James IV had the Great Hall built as an awe-inspiring stage for state banquets and ceremonies. Completed in 1512, the hall was a place for high politics, international diplomacy and feasting, showing the king as a man of power and good taste.
The Great Hall was lavishly decorated with the latest Continental styles, showing the king’s sophisticated taste. Only the hammer beam roof and its supports remain to give a glimpse of that opulent world. The roof supports are decorated with carvings celebrating James VI’s marriage alliance with England.
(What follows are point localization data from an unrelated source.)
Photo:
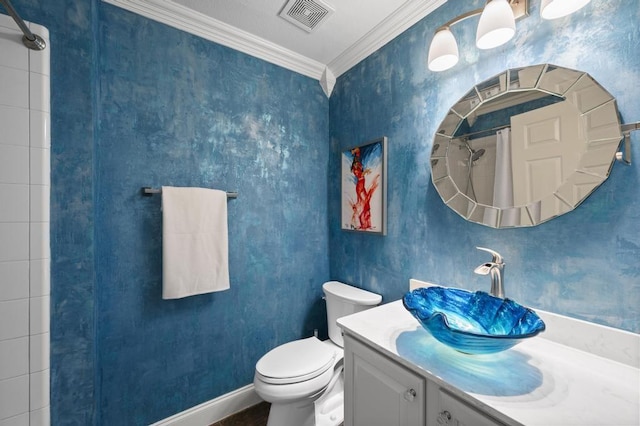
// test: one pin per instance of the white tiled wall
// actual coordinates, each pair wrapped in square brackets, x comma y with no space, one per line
[24,228]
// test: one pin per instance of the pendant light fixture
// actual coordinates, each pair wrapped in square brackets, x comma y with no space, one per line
[497,26]
[553,9]
[443,52]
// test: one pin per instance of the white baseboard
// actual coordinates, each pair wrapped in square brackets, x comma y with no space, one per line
[215,410]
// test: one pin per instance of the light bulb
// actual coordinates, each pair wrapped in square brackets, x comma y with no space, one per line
[497,25]
[443,52]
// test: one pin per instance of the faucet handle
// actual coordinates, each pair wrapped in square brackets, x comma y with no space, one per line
[484,269]
[496,256]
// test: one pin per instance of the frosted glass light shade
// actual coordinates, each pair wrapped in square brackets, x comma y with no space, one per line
[443,52]
[553,9]
[497,25]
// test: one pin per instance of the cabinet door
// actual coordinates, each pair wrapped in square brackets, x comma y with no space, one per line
[448,410]
[378,391]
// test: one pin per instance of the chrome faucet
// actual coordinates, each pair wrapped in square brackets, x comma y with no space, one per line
[494,269]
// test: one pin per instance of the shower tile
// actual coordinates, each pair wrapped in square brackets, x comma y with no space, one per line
[14,164]
[39,315]
[38,352]
[14,123]
[39,59]
[14,241]
[14,319]
[39,92]
[14,54]
[14,396]
[40,417]
[40,165]
[39,390]
[15,280]
[14,357]
[15,202]
[14,87]
[39,129]
[21,420]
[39,241]
[39,278]
[39,202]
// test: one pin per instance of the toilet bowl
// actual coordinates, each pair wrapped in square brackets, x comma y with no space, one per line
[303,379]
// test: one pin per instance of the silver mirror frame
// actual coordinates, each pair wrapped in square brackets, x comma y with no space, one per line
[598,126]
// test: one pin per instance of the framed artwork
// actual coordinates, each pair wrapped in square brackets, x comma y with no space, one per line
[364,187]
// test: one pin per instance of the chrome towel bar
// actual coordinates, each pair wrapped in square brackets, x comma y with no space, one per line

Just months before his death in 1513 at the Battle of Flodden, it is thought that James IV entertained the Irish chief, Hugh O’Donnell of Tyrconnell, in his newly-completed hall. The two leaders sealed a treaty as the Scots prepared for a war with England.
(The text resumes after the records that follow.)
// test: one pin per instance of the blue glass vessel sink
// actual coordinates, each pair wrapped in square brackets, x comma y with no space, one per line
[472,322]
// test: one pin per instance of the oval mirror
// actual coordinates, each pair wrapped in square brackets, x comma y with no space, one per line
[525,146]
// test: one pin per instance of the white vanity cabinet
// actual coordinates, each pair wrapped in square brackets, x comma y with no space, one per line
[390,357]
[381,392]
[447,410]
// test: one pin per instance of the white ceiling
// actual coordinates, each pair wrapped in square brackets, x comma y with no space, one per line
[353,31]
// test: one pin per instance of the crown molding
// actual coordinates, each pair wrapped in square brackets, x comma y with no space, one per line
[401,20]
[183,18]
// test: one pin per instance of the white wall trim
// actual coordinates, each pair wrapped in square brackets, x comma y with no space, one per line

In 1561, Mary Queen of Scots hosted a banquet in the Great Hall to celebrate her return to Scotland from France.
High to the right of the fireplace is a barred window, known as the ‘Laird’s Lug’ (the Lord’s Ear). The king could use it to eavesdrop on his courtiers when they gathered in the hall below. A number of other castle have a similar feature.
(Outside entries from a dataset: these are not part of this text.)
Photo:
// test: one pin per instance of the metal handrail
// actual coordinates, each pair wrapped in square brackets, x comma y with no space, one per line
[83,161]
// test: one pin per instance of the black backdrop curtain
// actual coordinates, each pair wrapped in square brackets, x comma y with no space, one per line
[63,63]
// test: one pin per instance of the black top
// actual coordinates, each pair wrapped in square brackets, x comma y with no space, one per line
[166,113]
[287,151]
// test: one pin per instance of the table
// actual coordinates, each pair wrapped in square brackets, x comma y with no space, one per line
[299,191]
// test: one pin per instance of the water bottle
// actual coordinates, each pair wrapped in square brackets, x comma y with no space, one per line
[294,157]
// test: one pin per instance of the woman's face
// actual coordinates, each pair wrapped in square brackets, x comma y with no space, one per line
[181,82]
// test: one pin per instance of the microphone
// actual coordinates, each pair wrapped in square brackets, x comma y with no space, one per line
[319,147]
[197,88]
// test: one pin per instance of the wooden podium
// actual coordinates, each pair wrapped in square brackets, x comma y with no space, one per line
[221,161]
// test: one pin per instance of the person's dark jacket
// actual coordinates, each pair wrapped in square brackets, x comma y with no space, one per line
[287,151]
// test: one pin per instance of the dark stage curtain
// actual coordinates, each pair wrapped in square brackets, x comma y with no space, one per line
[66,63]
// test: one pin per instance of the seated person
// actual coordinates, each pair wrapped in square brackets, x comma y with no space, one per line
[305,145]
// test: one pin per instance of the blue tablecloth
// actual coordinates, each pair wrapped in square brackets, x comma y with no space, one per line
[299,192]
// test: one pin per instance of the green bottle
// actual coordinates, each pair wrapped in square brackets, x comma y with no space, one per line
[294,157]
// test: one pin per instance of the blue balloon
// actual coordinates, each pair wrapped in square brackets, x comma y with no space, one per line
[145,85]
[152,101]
The Great Hall has been decorated with suits of armour, swords, guns and pole arms since the 1880s. Most were obsolete British Army service weapons but some were trophies from foreign wars. Much of the armour was captured during the English siege of Saint-Martin-de-Ré, France, in 1627. The bronze mortars displayed are the same design as those used by government forces against the Jacobites at the Battle of Culloden in 1746.